His studies at the university fit perfectly into his program at McDaniel. He took classes that counted toward his Political Science major and French minor and could look out of his bedroom window at the Grand-Place, Brussels historic town square. Additionally, he earned credits for an Honors elective by studying abroad while completing a requirement toward the prestigious Global Fellow designation on his diploma.
Norton will no doubt take what he learned with him as he pursues a career most likely in computer programming or app design, as long as he can also tie in his political science and French background. But, since studying abroad, he’s hoping his future includes more time living in Europe.

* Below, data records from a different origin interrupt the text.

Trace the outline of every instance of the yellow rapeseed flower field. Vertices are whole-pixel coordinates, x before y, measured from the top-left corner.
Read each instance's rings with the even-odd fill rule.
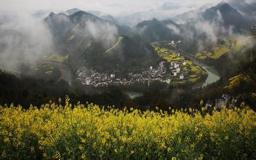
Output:
[[[93,104],[0,107],[0,159],[256,159],[249,108],[169,113]]]

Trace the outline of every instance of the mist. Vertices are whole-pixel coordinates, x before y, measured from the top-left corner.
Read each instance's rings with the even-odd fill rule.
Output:
[[[29,14],[0,13],[0,64],[19,68],[54,52],[52,36],[41,19]]]

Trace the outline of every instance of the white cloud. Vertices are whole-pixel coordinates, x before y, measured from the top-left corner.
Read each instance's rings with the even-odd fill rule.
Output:
[[[1,0],[1,11],[33,12],[37,10],[57,12],[71,8],[84,10],[99,10],[114,15],[149,10],[159,7],[164,2],[172,2],[182,6],[201,6],[207,3],[216,4],[220,0]]]

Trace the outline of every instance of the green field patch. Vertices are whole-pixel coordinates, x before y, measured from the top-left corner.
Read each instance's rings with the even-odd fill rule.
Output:
[[[111,52],[112,49],[113,49],[114,48],[116,48],[118,45],[119,45],[120,42],[123,40],[124,37],[122,36],[119,36],[116,43],[115,44],[113,44],[111,48],[108,49],[105,52],[108,53],[109,52]]]
[[[62,56],[58,54],[52,54],[46,57],[47,60],[57,62],[57,63],[64,63],[69,57],[69,55]]]

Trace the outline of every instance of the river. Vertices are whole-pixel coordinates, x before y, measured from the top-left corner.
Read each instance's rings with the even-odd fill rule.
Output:
[[[196,58],[193,57],[192,56],[188,56],[188,59],[191,60],[193,63],[197,65],[199,65],[203,69],[204,69],[207,73],[208,76],[205,80],[204,83],[201,85],[201,87],[206,87],[208,85],[213,84],[220,79],[220,76],[218,71],[212,66],[209,66],[203,63],[199,62]]]

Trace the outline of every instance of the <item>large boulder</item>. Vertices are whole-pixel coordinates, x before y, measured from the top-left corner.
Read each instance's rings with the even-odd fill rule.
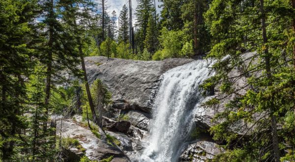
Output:
[[[119,148],[108,144],[103,139],[103,132],[98,138],[87,127],[82,126],[79,120],[60,118],[57,121],[57,135],[63,138],[76,139],[85,150],[85,155],[91,160],[100,161],[113,156],[117,162],[129,162],[129,159]],[[77,121],[78,120],[78,121]],[[75,149],[72,152],[80,154]]]
[[[89,82],[99,79],[106,84],[116,108],[149,112],[161,75],[193,61],[173,58],[145,61],[93,56],[85,58],[85,65]]]
[[[180,162],[205,162],[212,159],[225,150],[216,143],[200,141],[189,144],[179,158]]]

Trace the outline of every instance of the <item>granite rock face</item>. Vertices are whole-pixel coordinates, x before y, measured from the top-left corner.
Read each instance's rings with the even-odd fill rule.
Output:
[[[193,61],[172,58],[145,61],[93,56],[85,58],[85,65],[89,83],[99,79],[106,84],[118,109],[149,112],[150,99],[158,86],[160,76],[172,68]]]
[[[188,145],[179,158],[180,162],[205,162],[225,150],[215,143],[201,141]]]
[[[61,118],[57,121],[57,135],[63,138],[77,139],[85,149],[85,155],[89,160],[100,161],[113,156],[116,162],[129,162],[129,159],[119,148],[108,144],[104,138],[103,133],[100,138],[97,138],[88,128],[82,127],[79,122],[81,116],[76,116],[76,120]],[[75,148],[71,151],[79,155],[80,153]],[[115,162],[115,161],[114,161]]]

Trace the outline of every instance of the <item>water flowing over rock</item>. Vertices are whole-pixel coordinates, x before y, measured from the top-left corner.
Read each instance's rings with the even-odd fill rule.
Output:
[[[91,83],[99,79],[112,92],[114,107],[149,112],[150,99],[160,76],[174,67],[194,61],[172,58],[163,61],[136,61],[104,56],[85,58]]]
[[[212,74],[210,60],[198,60],[173,68],[162,76],[154,101],[153,121],[139,162],[177,162],[189,138],[194,114],[204,99],[199,85]]]

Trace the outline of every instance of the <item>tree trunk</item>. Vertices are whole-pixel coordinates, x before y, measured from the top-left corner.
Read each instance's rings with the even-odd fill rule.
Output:
[[[83,54],[81,46],[79,45],[79,51],[80,53],[80,54]],[[84,81],[85,81],[85,87],[86,88],[86,92],[87,93],[87,97],[88,97],[88,101],[89,102],[89,106],[90,106],[90,109],[92,114],[92,117],[94,122],[97,121],[97,117],[96,116],[96,113],[95,113],[95,109],[94,108],[94,105],[93,105],[93,102],[91,97],[91,93],[90,93],[90,89],[89,88],[89,84],[88,83],[88,79],[87,79],[87,74],[86,73],[86,68],[85,68],[85,63],[84,62],[84,57],[83,55],[81,55],[80,58],[81,59],[81,64],[82,65],[82,70],[84,75]]]
[[[261,24],[262,26],[262,36],[263,37],[264,44],[265,45],[267,43],[267,37],[266,35],[266,14],[264,11],[264,1],[260,0],[260,9],[262,14]],[[267,47],[265,48],[264,50],[265,55],[265,59],[266,61],[266,76],[269,81],[268,86],[272,85],[272,79],[271,72],[270,70],[270,57],[271,54],[268,52]],[[270,106],[270,118],[271,120],[271,133],[272,137],[272,147],[273,151],[273,156],[274,161],[276,162],[280,162],[280,151],[279,149],[279,140],[278,137],[278,133],[277,131],[276,119],[275,115],[274,115],[275,111],[275,107],[273,100],[271,100]]]
[[[199,54],[199,40],[198,40],[198,3],[196,2],[195,4],[195,18],[194,18],[194,41],[195,41],[195,45],[194,46],[194,49],[195,50],[195,54]]]
[[[105,0],[101,0],[101,3],[102,5],[102,41],[104,41],[105,40]]]
[[[295,9],[295,0],[292,0],[291,3],[292,4],[292,7]],[[295,32],[295,18],[293,18],[292,21],[292,28],[293,28],[293,31]],[[293,65],[294,69],[295,69],[295,44],[293,45]],[[294,110],[295,111],[295,109]]]
[[[73,5],[71,4],[71,7],[73,8]],[[75,25],[74,28],[77,30],[77,23],[76,22],[76,17],[75,15],[73,16],[74,18],[74,25]],[[77,36],[77,41],[78,45],[78,50],[79,54],[80,55],[80,59],[81,60],[81,65],[82,66],[82,70],[83,70],[83,74],[84,76],[84,81],[85,82],[85,88],[86,88],[86,92],[87,93],[87,97],[88,98],[88,102],[89,102],[89,106],[90,106],[90,109],[92,114],[92,117],[93,118],[93,121],[94,122],[97,121],[97,117],[96,116],[96,113],[95,112],[95,109],[94,108],[94,105],[93,105],[93,102],[91,97],[91,93],[90,93],[90,89],[89,88],[89,84],[88,83],[88,79],[87,78],[87,73],[86,73],[86,68],[85,68],[85,62],[84,62],[84,54],[82,51],[82,46],[81,42],[80,37]]]
[[[50,0],[50,13],[49,17],[51,19],[54,18],[53,11],[53,0]],[[48,51],[48,55],[47,56],[47,70],[46,77],[46,86],[45,87],[45,101],[44,105],[46,108],[45,117],[47,118],[48,116],[48,108],[49,106],[49,100],[50,99],[50,91],[51,85],[51,73],[52,71],[52,48],[53,48],[53,27],[52,22],[49,23],[49,41],[48,42],[48,47],[49,50]],[[46,133],[47,130],[47,121],[45,121],[43,123],[43,132]]]
[[[295,0],[291,0],[292,7],[295,9]],[[295,33],[295,18],[293,18],[292,21],[292,28],[293,32]],[[293,45],[293,66],[295,69],[295,44]],[[295,92],[294,92],[294,100],[295,100]],[[294,106],[294,114],[295,114],[295,106]]]
[[[129,0],[129,49],[132,48],[132,12],[131,0]]]

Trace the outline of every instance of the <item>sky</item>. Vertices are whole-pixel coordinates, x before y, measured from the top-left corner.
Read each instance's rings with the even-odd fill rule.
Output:
[[[125,4],[127,7],[129,6],[128,4],[129,0],[107,0],[107,4],[108,4],[108,8],[107,11],[109,14],[112,14],[113,11],[115,10],[117,12],[117,17],[118,16],[120,11],[122,9],[122,7]],[[156,0],[156,6],[157,7],[157,11],[158,13],[160,13],[161,9],[158,7],[158,5],[161,3],[158,1],[158,0]],[[136,0],[131,0],[131,4],[132,5],[132,15],[133,15],[133,23],[134,24],[135,22],[135,18],[134,13],[135,12],[135,9],[137,6],[137,1]]]

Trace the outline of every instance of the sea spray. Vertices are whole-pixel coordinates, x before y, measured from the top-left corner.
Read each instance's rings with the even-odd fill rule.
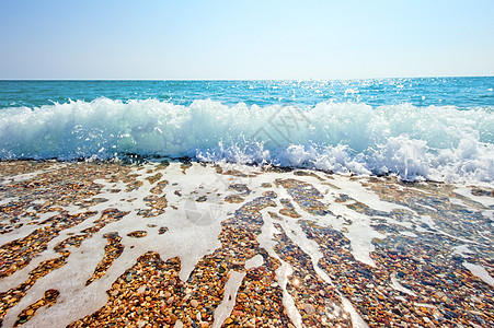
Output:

He left a bit of himself there as well — at least in the memories of his international friends. Regardless of his newfound independence and self-reliance and enthusiastic pursuit of Belgian foods, Norton and McDaniel classmate Courtney Rosenstiehl were struck with the realization as November rolled around that they had never spent a Thanksgiving without their families.
Here they were, thousands of miles from home with the all-American holiday fast approaching.
“Courtney and I organized a huge dinner with all of our friends in Brussels, around 30-40 people,” he says, explaining that they even lured classmate Grayson Myers, who was studying at McDaniel’s branch campus in Budapest, to come to Brussels for the celebration.
They called it a potluck, with the U.S. contingent making all the Thanksgiving classics, except for turkey because they didn’t have an oven. Friends made traditional dishes from their countries and were presumably thankful for the survival of early settlers in their native lands.
Along with the glühwein or mulled wine from Germany, the goulash from the Ukraine, the crepes from France, tiramisu from Italy and the savory Spanish omelets were Rosensteil’s mashed potatoes and Norton’s homemade sweet potato casserole and, of course, mac and cheese.
“We ate, we hung out and we drank wine until well past midnight,” says Norton.
It’s a memory that will last a lifetime and the inspiration behind the plan for Norton’s European friends to fly across the Atlantic for a reunion on McDaniel’s campus sometime this year, perhaps even in time for a Thanksgiving celebration that includes the centerpiece turkey.